Mary Rose McCaffrey, Vice President of Security at Northrup Grumman did not hold back in her keynote address to McLean High School Women Leaders. In this age of #metoo, she reminded the young women assembled that there are still be plenty of men who will block you and tell you women can’t do the work. Her advice?

“Smile and do it anyway.”

Taking questions from the audience, her gaze alighted on one impossibly slender hand thrust up from the crowd.

“Yes?!”
The girl, no more than sixteen years old, stood up. Her voice strong as she aseked.
“Can you tell us about a time you had to deal with bias and how you overcame it?”
Mrs. McCaffrey, a veteran with over 31 years in organizations like the CIA, National Intelligence Agency and Dept of Defense laughed softly – as did many of the other mentors in attendance.

We all have stories.

“Honestly, I’ve spent most of my career, not focusing on the folks who wanted to hold me back.” She began, then paused to consider.
“There was a time early in my career. I was assigned to a team, and I was the only woman, which was normal for the time. I knew working with this particular director would be rough, and it was. He would send me to attend the de-briefs he didn’t want to attend. In those meetings, however, they needed decisions from our team. So I made them, and…”
She paused then explained how when she went back to the team, the same director would overturn every one of her decisions. Not for any real reason. It was clear that his goal was to undermine her. Basically, he was being an unreasonable pain in the ass and this happened again and again. 

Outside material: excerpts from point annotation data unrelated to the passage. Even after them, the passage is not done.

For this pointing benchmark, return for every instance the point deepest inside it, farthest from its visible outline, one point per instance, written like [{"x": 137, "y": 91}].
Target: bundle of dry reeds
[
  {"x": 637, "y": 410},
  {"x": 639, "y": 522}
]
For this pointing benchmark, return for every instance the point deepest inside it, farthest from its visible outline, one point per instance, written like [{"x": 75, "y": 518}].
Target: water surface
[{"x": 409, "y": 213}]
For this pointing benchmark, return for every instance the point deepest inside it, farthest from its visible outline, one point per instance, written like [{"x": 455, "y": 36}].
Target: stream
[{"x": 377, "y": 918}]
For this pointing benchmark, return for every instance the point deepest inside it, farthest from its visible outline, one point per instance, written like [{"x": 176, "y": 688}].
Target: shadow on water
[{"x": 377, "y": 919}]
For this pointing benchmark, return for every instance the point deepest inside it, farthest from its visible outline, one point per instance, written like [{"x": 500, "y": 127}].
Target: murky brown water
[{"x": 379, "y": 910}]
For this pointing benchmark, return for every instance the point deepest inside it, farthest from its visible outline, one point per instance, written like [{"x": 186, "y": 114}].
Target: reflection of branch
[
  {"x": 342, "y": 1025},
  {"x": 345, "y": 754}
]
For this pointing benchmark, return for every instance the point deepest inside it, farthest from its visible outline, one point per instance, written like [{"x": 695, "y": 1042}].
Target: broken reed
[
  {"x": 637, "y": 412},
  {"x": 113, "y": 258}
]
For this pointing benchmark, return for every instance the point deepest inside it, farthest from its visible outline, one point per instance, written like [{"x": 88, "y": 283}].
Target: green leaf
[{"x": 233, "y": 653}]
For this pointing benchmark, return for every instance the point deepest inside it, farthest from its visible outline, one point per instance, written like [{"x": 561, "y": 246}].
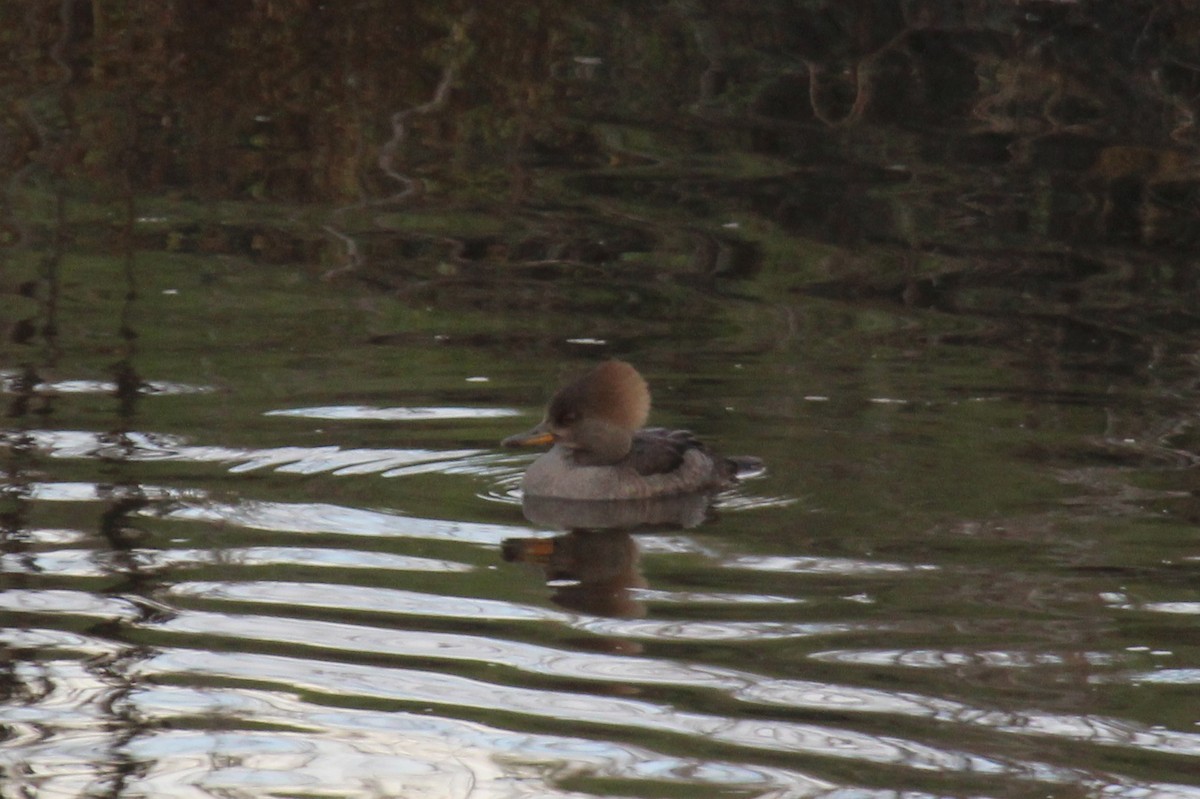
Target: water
[{"x": 258, "y": 535}]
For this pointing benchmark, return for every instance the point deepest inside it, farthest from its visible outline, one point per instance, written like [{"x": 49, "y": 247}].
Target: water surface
[{"x": 273, "y": 298}]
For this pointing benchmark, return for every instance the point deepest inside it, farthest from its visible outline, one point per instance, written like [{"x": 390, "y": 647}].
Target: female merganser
[{"x": 601, "y": 451}]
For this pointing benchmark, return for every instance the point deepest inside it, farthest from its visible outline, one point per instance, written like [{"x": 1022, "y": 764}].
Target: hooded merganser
[{"x": 601, "y": 451}]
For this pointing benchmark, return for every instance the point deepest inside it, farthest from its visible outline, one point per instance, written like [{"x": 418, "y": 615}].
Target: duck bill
[{"x": 537, "y": 437}]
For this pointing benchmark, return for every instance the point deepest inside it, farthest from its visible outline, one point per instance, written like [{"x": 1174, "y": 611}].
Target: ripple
[
  {"x": 66, "y": 601},
  {"x": 455, "y": 647},
  {"x": 297, "y": 460},
  {"x": 810, "y": 565},
  {"x": 441, "y": 689},
  {"x": 373, "y": 752},
  {"x": 945, "y": 659},
  {"x": 9, "y": 379},
  {"x": 367, "y": 413},
  {"x": 375, "y": 600},
  {"x": 713, "y": 631}
]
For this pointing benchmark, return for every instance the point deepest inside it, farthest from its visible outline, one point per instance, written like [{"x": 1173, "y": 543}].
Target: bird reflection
[{"x": 594, "y": 566}]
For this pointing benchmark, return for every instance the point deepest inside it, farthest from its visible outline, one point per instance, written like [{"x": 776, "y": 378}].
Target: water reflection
[
  {"x": 951, "y": 248},
  {"x": 594, "y": 568}
]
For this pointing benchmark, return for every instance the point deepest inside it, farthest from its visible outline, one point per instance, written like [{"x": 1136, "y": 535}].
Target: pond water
[{"x": 276, "y": 282}]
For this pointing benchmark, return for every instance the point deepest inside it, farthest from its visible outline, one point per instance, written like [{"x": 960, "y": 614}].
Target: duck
[{"x": 601, "y": 450}]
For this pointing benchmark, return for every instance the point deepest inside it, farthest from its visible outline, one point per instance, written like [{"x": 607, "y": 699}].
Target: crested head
[{"x": 612, "y": 391}]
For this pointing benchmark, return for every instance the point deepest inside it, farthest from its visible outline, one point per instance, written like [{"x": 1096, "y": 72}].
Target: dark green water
[{"x": 277, "y": 280}]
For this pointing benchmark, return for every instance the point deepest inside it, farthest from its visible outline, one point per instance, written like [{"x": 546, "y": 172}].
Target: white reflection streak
[
  {"x": 304, "y": 460},
  {"x": 441, "y": 689},
  {"x": 383, "y": 745}
]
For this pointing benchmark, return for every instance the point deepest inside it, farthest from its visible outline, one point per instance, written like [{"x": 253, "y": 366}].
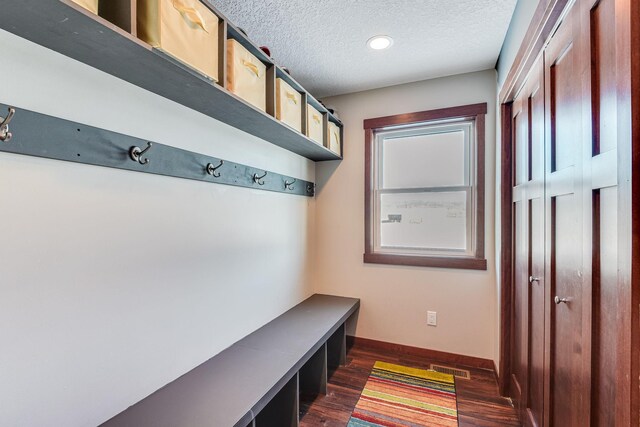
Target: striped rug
[{"x": 397, "y": 396}]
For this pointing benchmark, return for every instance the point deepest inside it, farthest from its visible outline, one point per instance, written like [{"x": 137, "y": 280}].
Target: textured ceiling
[{"x": 323, "y": 42}]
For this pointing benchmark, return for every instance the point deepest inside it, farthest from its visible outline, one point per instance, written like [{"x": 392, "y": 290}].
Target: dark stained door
[
  {"x": 527, "y": 379},
  {"x": 565, "y": 67}
]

Her solution? Document it. She kept track of ever occurrence for well over a month. When she had more than enough examples she went to his boss with her evidence.

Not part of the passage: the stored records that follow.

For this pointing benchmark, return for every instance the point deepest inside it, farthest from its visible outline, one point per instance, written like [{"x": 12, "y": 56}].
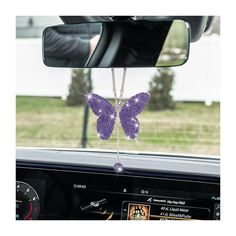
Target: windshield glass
[{"x": 182, "y": 116}]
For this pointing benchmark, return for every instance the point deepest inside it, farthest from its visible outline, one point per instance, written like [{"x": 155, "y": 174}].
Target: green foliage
[
  {"x": 77, "y": 88},
  {"x": 160, "y": 88}
]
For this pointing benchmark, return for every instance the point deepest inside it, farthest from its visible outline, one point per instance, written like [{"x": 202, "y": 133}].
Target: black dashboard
[{"x": 52, "y": 191}]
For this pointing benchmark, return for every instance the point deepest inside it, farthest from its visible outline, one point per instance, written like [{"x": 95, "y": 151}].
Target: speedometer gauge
[{"x": 27, "y": 202}]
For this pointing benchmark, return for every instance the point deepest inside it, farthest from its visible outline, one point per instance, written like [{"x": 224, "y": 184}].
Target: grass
[{"x": 191, "y": 128}]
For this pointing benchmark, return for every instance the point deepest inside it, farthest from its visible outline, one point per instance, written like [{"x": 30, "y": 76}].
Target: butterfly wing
[
  {"x": 128, "y": 112},
  {"x": 106, "y": 114}
]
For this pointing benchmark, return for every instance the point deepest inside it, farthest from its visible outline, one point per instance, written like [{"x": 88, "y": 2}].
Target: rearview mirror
[{"x": 117, "y": 44}]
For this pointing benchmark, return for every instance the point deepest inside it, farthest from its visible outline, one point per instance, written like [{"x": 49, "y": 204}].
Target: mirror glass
[{"x": 123, "y": 44}]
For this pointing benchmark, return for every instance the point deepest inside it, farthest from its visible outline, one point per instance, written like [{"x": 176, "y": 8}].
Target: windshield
[{"x": 182, "y": 115}]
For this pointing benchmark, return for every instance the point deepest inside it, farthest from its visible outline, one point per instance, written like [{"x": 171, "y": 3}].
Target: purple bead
[{"x": 118, "y": 167}]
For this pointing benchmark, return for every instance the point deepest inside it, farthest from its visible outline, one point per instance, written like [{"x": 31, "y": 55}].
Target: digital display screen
[{"x": 96, "y": 196}]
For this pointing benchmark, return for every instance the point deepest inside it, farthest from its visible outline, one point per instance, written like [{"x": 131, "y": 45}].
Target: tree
[
  {"x": 160, "y": 88},
  {"x": 77, "y": 88}
]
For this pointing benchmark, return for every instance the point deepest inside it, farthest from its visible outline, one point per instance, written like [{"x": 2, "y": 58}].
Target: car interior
[{"x": 55, "y": 183}]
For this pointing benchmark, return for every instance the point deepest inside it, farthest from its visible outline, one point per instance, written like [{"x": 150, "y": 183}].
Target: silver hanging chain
[
  {"x": 118, "y": 106},
  {"x": 122, "y": 84}
]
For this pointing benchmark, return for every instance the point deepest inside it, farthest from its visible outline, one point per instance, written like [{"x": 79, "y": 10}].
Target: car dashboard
[{"x": 81, "y": 185}]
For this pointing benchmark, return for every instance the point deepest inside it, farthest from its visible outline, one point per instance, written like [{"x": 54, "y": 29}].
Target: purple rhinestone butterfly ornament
[{"x": 107, "y": 114}]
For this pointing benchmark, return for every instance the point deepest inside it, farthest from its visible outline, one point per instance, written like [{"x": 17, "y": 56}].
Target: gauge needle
[{"x": 94, "y": 204}]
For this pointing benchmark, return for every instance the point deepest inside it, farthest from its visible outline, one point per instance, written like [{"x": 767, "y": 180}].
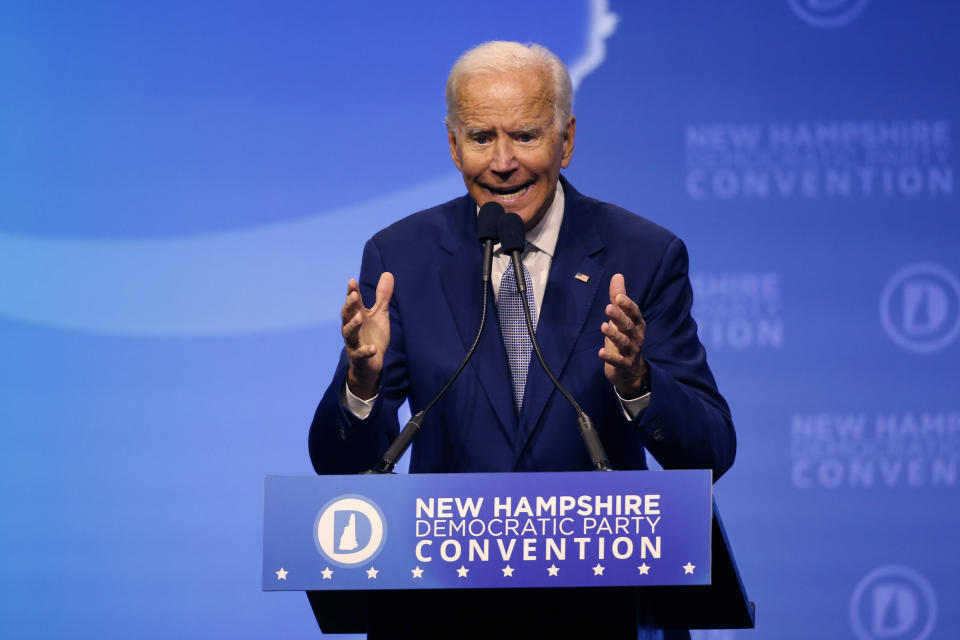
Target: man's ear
[
  {"x": 569, "y": 133},
  {"x": 454, "y": 147}
]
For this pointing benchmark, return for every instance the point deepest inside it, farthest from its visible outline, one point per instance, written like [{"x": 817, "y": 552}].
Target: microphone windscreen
[
  {"x": 487, "y": 221},
  {"x": 511, "y": 233}
]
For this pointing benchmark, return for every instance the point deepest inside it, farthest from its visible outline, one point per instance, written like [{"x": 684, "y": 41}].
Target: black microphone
[
  {"x": 512, "y": 240},
  {"x": 487, "y": 232}
]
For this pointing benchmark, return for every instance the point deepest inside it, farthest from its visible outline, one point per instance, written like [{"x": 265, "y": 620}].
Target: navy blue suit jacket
[{"x": 435, "y": 312}]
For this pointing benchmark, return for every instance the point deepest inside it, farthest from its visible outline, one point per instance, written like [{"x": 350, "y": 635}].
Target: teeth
[{"x": 513, "y": 195}]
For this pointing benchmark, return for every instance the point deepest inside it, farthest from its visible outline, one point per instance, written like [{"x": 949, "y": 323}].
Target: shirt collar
[{"x": 544, "y": 236}]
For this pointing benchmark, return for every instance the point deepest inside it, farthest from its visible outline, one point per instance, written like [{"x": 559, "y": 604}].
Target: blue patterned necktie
[{"x": 514, "y": 328}]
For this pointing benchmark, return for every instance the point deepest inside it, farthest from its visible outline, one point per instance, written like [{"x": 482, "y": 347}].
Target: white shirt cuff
[{"x": 359, "y": 408}]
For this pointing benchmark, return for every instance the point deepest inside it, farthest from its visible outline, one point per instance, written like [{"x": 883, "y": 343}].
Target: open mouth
[{"x": 509, "y": 195}]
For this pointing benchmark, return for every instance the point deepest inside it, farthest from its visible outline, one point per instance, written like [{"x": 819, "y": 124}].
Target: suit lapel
[
  {"x": 566, "y": 305},
  {"x": 460, "y": 281}
]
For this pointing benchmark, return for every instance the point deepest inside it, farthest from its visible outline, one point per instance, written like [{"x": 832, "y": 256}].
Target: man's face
[{"x": 507, "y": 145}]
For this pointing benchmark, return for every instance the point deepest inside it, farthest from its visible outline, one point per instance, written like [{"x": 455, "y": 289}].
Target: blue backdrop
[{"x": 185, "y": 188}]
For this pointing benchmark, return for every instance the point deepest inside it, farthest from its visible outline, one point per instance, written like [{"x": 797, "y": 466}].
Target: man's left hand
[{"x": 623, "y": 362}]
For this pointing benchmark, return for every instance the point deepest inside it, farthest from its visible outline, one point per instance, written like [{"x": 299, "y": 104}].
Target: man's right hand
[{"x": 366, "y": 335}]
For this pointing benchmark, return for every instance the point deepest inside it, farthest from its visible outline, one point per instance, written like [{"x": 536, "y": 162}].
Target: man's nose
[{"x": 504, "y": 159}]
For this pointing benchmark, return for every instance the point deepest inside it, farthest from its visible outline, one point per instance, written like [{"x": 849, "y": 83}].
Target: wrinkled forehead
[{"x": 525, "y": 94}]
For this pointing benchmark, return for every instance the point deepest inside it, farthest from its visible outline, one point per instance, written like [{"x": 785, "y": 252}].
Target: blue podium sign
[{"x": 449, "y": 531}]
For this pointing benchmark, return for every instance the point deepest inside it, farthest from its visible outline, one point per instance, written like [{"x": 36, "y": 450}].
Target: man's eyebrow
[{"x": 474, "y": 130}]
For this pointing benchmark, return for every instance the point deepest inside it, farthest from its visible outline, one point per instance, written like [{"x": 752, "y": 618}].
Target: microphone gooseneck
[
  {"x": 487, "y": 233},
  {"x": 512, "y": 240}
]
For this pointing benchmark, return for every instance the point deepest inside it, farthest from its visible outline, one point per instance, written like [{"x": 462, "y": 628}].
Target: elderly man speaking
[{"x": 611, "y": 304}]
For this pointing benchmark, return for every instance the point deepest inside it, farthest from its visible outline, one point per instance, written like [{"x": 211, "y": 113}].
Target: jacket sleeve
[
  {"x": 687, "y": 423},
  {"x": 338, "y": 441}
]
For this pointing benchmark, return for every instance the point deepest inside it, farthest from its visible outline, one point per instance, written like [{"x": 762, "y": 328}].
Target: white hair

Long story short, he was removed from that position and she took over as director. I’d like to report,

The crowd went wild.

Well as wild as a bunch of high school girls on their best behavior can be. It was the sort of encouraging Lean-In kind of story that women need to hear to take on the world.

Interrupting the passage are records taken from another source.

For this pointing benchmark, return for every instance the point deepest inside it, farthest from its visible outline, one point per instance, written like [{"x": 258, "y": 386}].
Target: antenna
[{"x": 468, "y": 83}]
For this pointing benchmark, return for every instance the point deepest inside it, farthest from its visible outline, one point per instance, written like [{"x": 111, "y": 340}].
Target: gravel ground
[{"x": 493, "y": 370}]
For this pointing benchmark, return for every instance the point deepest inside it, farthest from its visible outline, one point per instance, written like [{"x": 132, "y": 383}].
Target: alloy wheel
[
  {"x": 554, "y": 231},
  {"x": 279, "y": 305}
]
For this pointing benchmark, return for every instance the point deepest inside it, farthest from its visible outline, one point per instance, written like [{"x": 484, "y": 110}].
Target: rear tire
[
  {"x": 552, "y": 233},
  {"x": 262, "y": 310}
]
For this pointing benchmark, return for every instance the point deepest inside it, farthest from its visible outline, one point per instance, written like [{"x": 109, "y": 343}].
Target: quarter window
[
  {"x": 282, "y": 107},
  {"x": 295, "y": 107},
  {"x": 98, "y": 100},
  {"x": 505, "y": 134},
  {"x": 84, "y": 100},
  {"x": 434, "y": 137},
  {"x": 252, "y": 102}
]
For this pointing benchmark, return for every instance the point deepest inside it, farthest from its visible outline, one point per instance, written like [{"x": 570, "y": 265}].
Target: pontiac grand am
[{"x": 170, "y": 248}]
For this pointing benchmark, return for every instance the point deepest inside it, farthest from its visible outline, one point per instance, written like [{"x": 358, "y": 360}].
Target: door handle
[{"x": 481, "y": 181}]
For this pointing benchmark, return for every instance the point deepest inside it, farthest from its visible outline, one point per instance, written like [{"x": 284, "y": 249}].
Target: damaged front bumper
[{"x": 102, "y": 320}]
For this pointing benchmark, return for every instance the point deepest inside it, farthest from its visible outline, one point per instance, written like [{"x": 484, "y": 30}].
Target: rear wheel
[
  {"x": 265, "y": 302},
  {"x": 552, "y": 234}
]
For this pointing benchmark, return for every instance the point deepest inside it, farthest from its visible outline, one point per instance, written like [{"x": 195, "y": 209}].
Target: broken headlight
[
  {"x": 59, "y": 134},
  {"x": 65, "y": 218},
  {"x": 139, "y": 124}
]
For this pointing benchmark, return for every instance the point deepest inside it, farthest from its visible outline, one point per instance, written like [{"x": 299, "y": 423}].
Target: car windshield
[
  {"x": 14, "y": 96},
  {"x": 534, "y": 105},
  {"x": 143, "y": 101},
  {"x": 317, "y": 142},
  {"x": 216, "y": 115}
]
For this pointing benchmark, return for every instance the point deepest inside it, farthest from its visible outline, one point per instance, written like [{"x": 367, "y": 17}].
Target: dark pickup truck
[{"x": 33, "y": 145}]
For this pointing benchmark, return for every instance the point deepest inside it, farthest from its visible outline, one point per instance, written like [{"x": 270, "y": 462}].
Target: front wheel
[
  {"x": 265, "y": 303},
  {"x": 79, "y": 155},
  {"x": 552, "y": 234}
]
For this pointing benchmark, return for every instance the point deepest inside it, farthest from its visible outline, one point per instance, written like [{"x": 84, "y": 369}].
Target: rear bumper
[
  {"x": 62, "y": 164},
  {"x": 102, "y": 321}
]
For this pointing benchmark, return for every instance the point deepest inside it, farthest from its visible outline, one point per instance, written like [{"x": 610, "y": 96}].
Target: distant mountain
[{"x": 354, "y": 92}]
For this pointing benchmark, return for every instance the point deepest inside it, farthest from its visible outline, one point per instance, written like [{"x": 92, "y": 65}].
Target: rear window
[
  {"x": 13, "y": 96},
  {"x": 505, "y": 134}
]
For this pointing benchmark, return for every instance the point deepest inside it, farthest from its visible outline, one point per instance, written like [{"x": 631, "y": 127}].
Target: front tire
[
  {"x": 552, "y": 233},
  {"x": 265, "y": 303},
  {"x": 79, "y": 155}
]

Still, I was uneasy, sitting there with over twenty years of work experience, the story made me pause. Frankly, I resent the need for CYA maneuvers. I admire Mary Rose McCaffrey, her poise, her stoicism and her strength. I don’t think I could have done what she did. The truth of the matter is,

I wouldn’t want to. 

I’ve been in similar situations and have not handled them with such grace. By the time I realized just how biased and messed up the situation was, I didn’t feel like it was worth my effort to document it all. During the networking fair that followed the speech, I mentioned my response to another mentor. She reminded me, 

“She’s the one telling the story– the actual story may have been a lot messier.”
That gave me pause. Women hear these kinds of pithy success stories – all the time. But we often fail to think of the broader context, the white space around the story. There are often numerous assumptions taken for granted that lead to that particular success. Things like:
  1. Objective Power. She had enough perspective and “power” to recognize that her director was gaslighting her. Too often as junior members of a team, without explicit power, we’ll defer to authority – and conflate objective truth with subjective difference. That got me thinking about where her power comes from.
  2. She was married. Clearly, she is extremely talented, but it also helps that she is married. As women put off marriage fvariousous reasons is important to consider what impact this will have on mobility. I remember a 2002 Women in Management leadership panel I attended right before business school, specially that 5 out of 6 of the women panelists were married. All of those that were married credited their success, at least in part, to having a supportive spouse. As a single woman this struck as kind of scary – truth be told it still does.
  3. She was committed. She wanted to be where she was, which speaks to her grit, but also that she had some agency. She was fortunate to have selected a field which was aligned with her strengths. All of which combined to make it more likely that she would put up a fight. Unfortunately, I see too many under-employed folks getting stuck, depressed, and disengaging.
  4. Luck. Finally, there is some modicum of luck having a supportive male leadership. All of which was helped on by her talent, her reputation and frankly her stoicism, which is typically a male style of leadership.
This dissection is not meant to take away from Mrs. McCaffrey’s extraordinary success, talent, and grit. Rather it is to acknowledge that there is a lot more that goes into success than simply grit, and documentation.  If hard work was the answer, we’d have a female president.
We need to learn to listen to this leanin type of stories with a grain of salt. The truth is women are still vastly underrepresented in leadership. It’s not lack of talent or determination or even “babies” that hold women back – let’s face it, it’s bias. If the current systems are too distorted to properly value talent, that talent must create new systems and organizations that will make proper use of it.

Women need to cultivate their personal power on their terms.

That includes figuring out their finances and learning how to make their own money early, so that can eschew and push back on the gender tax (currently at about 25% for white women + one degree).  Women also have a unique advantage when it comes to building deep, trusting connected networks. Women should be empowered to tap into these “softer” strengths authentically and help each other build and sustain opportunities.  In fact, men should as well. We need an inclusive powerful approach to leadership that is not male or female but human and humane.